Oh boy. Thanks for the context, by the way! I did not know that about the history of PC gaming.
I did learn cursive, but I have been playing games on laptops since I was little too and was never told I had to learn PC building. And to be completely honest, although knowledge is good, I am very uninterested in doing that especially since I have an object that serves my needs.
I have the perspective to realize that I have been on the “other side” of the WHAT DO YOU MEAN YOU’RE SATISFIED, LEARN MORE AND CHANGE TO BE LIKE US side, although I’m exaggerating because I don’t actually push others to take on my decisions. I don’t spam the uninterested to come to Linux, but I do want people who get their needs adequately served by Windows to jump to Linux anyways because I want to see Windows 11, with even more forced telemetry and shoved-in AI and things just made worse, fail. Even though that would actually be more work for satisfied Windows users.
But I would not downvote a happy Windows user for not wanting to switch, and that kind of behavior is frowned upon, is it just more acceptable to be outwardly disapproving to those who do not know about GPUs and are satisfied with what they have with zero desire to upgrade? I don’t have Sufficient Gamer Cred and am being shown the “not a Real Gamer” door? I think my comment was civil and polite so I really don’t understand the disapproval. If it is just “not a Real Gamer” I’ll let it roll off my back, though I did think the Gaming community on Lemmy was better than that… I would understand the reaction if I rolled up to c/GPUs with “I don’t care about this :)” and got downvoted.

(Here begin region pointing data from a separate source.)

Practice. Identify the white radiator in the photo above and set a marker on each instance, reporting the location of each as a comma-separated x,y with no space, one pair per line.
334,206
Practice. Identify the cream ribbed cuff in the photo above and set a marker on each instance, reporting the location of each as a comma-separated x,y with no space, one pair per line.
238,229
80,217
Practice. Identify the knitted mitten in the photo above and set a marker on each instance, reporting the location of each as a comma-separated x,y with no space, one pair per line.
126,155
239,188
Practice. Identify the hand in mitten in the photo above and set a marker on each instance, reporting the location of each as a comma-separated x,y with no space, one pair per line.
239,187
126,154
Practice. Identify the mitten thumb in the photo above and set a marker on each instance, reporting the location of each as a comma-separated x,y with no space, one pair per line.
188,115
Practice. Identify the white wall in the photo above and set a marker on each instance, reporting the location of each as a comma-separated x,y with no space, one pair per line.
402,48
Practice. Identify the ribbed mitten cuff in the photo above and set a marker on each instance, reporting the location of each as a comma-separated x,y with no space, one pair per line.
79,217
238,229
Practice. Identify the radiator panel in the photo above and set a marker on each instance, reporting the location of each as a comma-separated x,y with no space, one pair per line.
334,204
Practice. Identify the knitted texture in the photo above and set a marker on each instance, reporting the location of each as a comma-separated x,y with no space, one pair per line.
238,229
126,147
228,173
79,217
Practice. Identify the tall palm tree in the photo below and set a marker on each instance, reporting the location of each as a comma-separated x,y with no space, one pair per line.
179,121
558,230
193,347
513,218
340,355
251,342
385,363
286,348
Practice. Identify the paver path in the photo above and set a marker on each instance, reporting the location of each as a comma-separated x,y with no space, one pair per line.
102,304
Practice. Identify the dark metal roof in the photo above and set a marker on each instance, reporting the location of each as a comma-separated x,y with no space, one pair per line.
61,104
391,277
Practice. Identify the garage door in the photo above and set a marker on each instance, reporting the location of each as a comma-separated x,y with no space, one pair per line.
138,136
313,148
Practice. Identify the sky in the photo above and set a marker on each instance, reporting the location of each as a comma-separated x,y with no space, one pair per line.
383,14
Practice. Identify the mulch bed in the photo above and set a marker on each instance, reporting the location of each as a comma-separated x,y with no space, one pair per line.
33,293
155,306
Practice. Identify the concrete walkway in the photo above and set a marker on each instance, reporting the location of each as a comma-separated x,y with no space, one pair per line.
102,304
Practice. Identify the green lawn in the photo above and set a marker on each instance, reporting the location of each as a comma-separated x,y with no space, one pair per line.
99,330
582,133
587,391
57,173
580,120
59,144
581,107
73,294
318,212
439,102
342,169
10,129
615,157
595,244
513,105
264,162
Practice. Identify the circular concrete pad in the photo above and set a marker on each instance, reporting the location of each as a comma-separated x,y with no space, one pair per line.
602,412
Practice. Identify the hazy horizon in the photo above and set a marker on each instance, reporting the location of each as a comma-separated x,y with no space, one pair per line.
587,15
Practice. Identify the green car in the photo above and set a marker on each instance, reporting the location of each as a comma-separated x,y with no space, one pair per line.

Is Gaming secretly kind of also c/GPUs and I just did not know that?
Okay I literally just realized it is probably because I hopped on a thread about GPUs and do not know about the topic being posted about. Whoops. Sorry.
Yeah, it’s pretty okay and all, but the hype made it out to be cooler than it was, in my opinion. I’ve been playing Foundation the last day or two and I find it way more addictive, satisfying, and unique, so far. Maybe I just need to revisit Manor Lords. The trailers made the combat out to be Mount and Blade-esque, so I think that’s what really underwhelmed me. It felt more like Civilization-style “throw a bunch of units at the bad guy” combat.
after you hit the 10-15 hours mark you are just looking around like Travolta, that’s it? yep that’s it… no more content. Potential is there but will the devs deliver it? not so sure. Atm the game is overpriced.